Counting cyclists in Berlin
I recently found out that berlin has a bunch of automatic bike-counters around berlin…and the data is public! There’s even an interactive map of the stations. This is all pretty awesome. Although the data is stored in multiple sheets of an excel file (#?&!!), I thought it’d be an interesting exercise to clean it up and see how useful it could be for other projects.
Get the data
Let’s grab the data.
filename <- 'cyclist_counts.xlsx'
url <- "https://www.berlin.de/senuvk/verkehr/lenkung/vlb/download/radzaehlung/Gesamtdatei_Stundenwerte_2014_2017.xlsx"
if (!file.exists(filename))
download.file(url, filename, 'libcurl')
It’s probably a good idea to take a look at the excel file so that it’s easier to follow along with the code below. You can also open up the R markdown in RStudio.
Unfortunately, there’s no official checksum provided to guarantee the data were downloaded correctly, but I can show you what my checksum is.

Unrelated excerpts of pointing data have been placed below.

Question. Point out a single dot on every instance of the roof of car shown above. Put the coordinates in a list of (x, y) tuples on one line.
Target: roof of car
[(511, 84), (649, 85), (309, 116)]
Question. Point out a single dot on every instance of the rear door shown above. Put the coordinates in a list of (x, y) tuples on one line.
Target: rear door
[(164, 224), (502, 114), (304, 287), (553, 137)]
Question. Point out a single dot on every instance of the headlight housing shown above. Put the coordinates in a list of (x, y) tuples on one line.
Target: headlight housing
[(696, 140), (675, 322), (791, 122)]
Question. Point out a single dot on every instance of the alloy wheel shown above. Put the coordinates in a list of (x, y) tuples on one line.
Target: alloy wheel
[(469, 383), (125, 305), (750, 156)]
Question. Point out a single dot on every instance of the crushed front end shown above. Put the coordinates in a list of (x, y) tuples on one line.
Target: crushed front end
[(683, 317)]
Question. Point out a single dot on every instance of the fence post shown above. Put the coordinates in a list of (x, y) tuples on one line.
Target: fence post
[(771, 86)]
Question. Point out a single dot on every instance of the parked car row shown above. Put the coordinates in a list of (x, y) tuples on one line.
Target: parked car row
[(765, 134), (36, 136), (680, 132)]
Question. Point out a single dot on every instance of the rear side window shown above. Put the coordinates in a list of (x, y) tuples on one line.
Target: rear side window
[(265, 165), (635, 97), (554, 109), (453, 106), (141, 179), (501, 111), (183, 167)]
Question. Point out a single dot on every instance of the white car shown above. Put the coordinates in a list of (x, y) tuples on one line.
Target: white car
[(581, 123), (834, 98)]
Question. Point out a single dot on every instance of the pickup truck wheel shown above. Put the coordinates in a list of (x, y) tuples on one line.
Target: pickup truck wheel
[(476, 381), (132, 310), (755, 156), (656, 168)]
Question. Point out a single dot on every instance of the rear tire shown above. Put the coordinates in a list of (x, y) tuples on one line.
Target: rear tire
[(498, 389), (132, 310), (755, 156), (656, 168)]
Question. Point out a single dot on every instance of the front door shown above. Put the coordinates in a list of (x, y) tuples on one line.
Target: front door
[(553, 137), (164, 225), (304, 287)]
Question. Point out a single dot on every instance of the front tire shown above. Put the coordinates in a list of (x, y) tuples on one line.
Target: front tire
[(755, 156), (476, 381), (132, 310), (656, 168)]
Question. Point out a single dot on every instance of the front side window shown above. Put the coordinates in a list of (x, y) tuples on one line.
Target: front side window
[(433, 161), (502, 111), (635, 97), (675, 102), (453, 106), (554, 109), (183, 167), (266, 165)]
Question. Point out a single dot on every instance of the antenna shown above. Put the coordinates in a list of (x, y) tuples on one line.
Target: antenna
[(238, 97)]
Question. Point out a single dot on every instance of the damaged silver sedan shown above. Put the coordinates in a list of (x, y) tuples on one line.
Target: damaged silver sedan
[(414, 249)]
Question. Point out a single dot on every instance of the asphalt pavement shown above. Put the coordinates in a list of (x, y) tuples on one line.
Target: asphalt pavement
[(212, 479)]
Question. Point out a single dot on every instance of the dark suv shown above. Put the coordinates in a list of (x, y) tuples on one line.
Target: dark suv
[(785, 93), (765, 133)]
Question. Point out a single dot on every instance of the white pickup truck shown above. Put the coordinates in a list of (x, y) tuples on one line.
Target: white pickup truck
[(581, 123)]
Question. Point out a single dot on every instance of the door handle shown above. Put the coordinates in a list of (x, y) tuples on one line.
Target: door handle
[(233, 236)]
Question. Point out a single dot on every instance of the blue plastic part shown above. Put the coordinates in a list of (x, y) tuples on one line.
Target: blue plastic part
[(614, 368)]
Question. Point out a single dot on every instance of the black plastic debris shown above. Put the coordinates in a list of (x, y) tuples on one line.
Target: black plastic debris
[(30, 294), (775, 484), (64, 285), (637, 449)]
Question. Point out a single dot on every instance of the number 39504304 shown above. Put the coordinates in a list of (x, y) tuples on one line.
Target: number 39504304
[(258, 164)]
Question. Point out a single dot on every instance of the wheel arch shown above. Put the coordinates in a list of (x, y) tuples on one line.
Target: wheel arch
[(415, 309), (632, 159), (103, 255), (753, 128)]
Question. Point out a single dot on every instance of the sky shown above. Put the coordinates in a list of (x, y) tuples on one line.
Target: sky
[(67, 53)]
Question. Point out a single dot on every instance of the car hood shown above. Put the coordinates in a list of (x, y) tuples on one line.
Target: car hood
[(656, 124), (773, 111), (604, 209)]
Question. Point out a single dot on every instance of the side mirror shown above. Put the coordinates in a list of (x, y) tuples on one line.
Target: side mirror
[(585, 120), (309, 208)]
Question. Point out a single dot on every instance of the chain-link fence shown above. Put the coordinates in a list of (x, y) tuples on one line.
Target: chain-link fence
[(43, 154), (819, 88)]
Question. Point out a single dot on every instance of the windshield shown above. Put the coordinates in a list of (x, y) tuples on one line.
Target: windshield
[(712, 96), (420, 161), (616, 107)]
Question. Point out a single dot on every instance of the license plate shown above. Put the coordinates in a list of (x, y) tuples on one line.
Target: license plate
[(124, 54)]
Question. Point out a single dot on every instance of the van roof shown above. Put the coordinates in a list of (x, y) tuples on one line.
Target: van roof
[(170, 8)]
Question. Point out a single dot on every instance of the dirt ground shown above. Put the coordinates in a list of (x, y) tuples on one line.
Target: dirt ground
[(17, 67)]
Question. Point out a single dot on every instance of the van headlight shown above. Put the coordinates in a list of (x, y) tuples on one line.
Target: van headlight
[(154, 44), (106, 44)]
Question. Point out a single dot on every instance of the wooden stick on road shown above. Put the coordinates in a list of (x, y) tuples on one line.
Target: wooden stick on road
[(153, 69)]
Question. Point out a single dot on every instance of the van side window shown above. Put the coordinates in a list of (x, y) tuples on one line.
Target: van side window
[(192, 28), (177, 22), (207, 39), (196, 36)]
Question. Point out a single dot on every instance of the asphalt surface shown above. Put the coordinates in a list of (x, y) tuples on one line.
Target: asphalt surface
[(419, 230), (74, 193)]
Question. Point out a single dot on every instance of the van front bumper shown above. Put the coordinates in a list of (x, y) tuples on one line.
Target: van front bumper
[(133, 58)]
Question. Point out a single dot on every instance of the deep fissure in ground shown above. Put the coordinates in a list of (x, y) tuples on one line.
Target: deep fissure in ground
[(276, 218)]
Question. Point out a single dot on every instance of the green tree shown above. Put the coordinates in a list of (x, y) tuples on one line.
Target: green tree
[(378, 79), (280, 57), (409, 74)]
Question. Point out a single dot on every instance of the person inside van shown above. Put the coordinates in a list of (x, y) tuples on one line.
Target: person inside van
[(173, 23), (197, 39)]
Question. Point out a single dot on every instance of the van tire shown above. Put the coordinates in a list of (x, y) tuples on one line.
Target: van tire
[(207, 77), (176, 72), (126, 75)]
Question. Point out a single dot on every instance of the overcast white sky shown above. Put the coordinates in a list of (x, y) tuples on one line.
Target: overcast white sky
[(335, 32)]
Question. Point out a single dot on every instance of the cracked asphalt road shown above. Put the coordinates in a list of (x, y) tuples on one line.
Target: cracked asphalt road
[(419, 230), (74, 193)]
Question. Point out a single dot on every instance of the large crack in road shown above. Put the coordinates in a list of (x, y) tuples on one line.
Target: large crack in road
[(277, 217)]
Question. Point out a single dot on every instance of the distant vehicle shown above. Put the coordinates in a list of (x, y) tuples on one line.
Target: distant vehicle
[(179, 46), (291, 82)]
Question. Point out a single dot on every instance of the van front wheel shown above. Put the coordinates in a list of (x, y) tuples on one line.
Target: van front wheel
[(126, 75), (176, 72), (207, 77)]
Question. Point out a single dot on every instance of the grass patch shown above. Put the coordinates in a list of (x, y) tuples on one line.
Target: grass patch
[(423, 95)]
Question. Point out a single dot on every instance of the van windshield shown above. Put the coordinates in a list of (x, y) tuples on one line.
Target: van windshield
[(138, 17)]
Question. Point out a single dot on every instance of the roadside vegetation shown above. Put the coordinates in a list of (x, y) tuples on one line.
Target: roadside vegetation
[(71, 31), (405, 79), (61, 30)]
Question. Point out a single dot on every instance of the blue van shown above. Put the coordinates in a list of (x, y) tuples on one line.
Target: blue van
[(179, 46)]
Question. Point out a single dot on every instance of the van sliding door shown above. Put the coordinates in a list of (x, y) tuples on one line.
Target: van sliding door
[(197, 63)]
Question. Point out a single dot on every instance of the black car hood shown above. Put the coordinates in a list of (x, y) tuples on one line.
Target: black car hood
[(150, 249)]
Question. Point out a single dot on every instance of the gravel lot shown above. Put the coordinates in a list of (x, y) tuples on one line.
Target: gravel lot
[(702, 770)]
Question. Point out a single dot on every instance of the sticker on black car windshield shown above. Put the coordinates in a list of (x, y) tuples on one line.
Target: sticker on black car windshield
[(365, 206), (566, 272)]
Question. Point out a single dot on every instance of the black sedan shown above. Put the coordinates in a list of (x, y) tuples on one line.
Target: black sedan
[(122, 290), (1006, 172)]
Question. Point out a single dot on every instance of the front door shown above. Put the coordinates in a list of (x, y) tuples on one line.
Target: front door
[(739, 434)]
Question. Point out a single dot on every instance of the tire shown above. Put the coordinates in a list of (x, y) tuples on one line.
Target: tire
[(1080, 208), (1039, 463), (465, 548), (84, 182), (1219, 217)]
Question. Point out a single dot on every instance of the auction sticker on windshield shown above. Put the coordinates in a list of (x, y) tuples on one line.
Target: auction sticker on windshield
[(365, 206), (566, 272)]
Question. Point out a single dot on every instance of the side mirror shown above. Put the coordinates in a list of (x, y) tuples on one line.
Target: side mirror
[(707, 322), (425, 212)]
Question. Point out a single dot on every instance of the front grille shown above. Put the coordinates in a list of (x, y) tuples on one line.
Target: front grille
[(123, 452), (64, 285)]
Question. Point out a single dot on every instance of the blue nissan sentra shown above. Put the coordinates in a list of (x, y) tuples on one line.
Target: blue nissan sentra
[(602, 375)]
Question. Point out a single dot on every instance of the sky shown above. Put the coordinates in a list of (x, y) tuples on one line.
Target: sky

digest::digest(filename, algo = 'md5', file = TRUE)
[1] "e79c4ea5b5e1437d90a7d06f572f741e"
If you get a different md5 checksum, then you don’t have the same file as I do.
The counters
The first sheet Hinweise
(= advice) is mostly text describing some general information about the data. The notable parts tell us that it is the uneditted data from the counter systems and is published at the end of the counting-year. What’s a counting-year
? Good question; no idea. The excel file was last modified on the 20th of April 2018, so I guess the next update will probably be around April 2019.
There are also some disclaimers basically telling us that the counters don’t necessarily give an exact count due to weather conditions, maintainance, and other complications. This is described in more detail on the FAQ page (in German). They work using an induction loop, which detects a metal object moving passed. Full carbon bikes are not countable but there are likely so few that the difference is absorbed in the measurement error anyway. Apparently bikes with more or less than two wheels can also cause miscounts. However, groups of bikes can be counted accurately so long as they don’t ride too closely side-by-side.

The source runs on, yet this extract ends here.